Before this week, Harper had loved Edgartown. There are certainly things to love about the rest of Martha’s Vineyard—the low stone walls, the farms, the cliffs of Aquinnah, the wild beauty of Great Rock Bight, the gritty fishiness of Menemsha, the Methodist campground and Tabernacle in Oak Bluffs—but Edgartown is still the crown jewel of the Vineyard, in Harper’s mind. Or maybe that’s just because of a snobby aesthetic preference she inherited from Eleanor. Edgartown is like Nantucket: it has an architectural integrity and an elegance that Harper finds powerful. The Old Whaling Church and the Daniel Fisher house are like the grandparents of town—old, white, and stately. Harper loves all the clapboard homes with the voluptuous window boxes on North Water Street. Main Street has the best shopping and the restaurants with the most delicious food. Edgartown has the prettiest harborfront and the most picturesque lighthouse.

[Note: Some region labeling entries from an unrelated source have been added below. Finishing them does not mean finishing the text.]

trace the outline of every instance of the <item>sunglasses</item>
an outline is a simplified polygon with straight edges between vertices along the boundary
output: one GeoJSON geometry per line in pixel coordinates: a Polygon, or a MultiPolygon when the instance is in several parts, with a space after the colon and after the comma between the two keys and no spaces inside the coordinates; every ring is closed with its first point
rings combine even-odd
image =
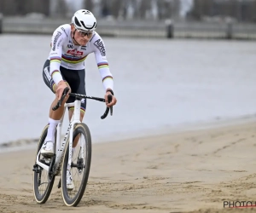
{"type": "Polygon", "coordinates": [[[79,35],[80,37],[85,37],[85,36],[87,36],[88,37],[90,37],[92,36],[92,34],[93,34],[93,32],[84,32],[84,31],[80,31],[80,30],[78,30],[78,29],[77,29],[77,31],[78,31],[79,35]]]}

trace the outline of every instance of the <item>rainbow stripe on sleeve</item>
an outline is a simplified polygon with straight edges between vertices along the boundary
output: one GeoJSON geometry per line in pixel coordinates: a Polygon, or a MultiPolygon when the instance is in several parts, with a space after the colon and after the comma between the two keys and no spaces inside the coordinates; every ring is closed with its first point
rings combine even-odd
{"type": "Polygon", "coordinates": [[[108,68],[108,62],[101,62],[97,64],[98,68],[108,68]]]}
{"type": "Polygon", "coordinates": [[[50,58],[50,62],[61,63],[61,58],[60,58],[60,57],[52,57],[52,58],[50,58]]]}
{"type": "Polygon", "coordinates": [[[105,77],[102,78],[102,82],[105,81],[106,79],[112,79],[112,80],[113,80],[113,77],[112,77],[112,76],[105,76],[105,77]]]}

Edgartown would be a fine place for Eleanor to open a boutique. Harper had long thought this and even suggested it once, but her mother had merely laughed.

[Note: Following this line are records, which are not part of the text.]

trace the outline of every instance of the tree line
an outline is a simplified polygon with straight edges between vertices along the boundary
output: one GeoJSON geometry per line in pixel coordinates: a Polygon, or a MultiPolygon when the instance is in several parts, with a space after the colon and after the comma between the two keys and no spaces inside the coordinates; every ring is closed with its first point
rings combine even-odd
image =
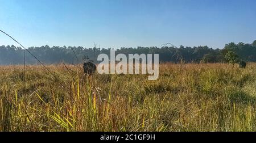
{"type": "MultiPolygon", "coordinates": [[[[42,62],[47,64],[58,64],[62,62],[76,64],[85,58],[97,62],[99,54],[110,54],[110,48],[86,48],[82,47],[56,47],[48,45],[30,47],[27,49],[42,62]]],[[[115,53],[159,54],[160,62],[231,62],[230,59],[256,62],[256,40],[251,44],[230,43],[220,49],[210,48],[208,46],[194,47],[181,45],[162,47],[121,48],[116,49],[115,53]]],[[[27,51],[14,45],[0,46],[0,65],[23,64],[25,55],[27,64],[35,64],[38,61],[27,51]]]]}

Not on Billy’s island, she’d said. That would be the last place I’d pick.
Harper lines up for the Chappy ferry. She has to say good-bye to Brendan, not only for her own peace of mind but also because she can’t stand to think of him wondering why she’s disappeared.
How can Harper explain what exists between her and Brendan Donegal?

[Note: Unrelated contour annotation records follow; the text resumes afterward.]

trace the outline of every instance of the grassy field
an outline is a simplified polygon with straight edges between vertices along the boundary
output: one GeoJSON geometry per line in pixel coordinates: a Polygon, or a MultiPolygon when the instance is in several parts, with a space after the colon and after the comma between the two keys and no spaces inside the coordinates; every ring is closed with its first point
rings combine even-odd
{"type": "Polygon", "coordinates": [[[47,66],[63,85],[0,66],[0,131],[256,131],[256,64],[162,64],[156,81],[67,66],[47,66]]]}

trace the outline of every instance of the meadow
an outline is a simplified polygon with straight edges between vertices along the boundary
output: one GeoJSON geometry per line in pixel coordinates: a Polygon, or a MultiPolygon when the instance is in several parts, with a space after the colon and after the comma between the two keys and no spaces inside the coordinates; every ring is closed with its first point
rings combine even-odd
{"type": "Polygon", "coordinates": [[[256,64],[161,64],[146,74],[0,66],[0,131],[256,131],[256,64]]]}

Harper had known Brendan when she was younger, in her twenties, and spending every spare moment on South Beach. This was before she worked for Jude. Back in Harper’s first days on the Vineyard, she scooped ice cream at Mad Martha’s and sold tickets at the Flying Horses carousel. On her days off, she cultivated a group of friends at South Beach—surfers and the girls who loved them. Among this group, Brendan Donegal was legend, the best surfer the Vineyard had seen in fifty years. He had been sponsored by Rip Curl since he was in high school, and although he had traveled all over the world—Oahu, Maui, Tahiti, Sydney, Perth, South Africa—he always spent the month of August at home on South Beach.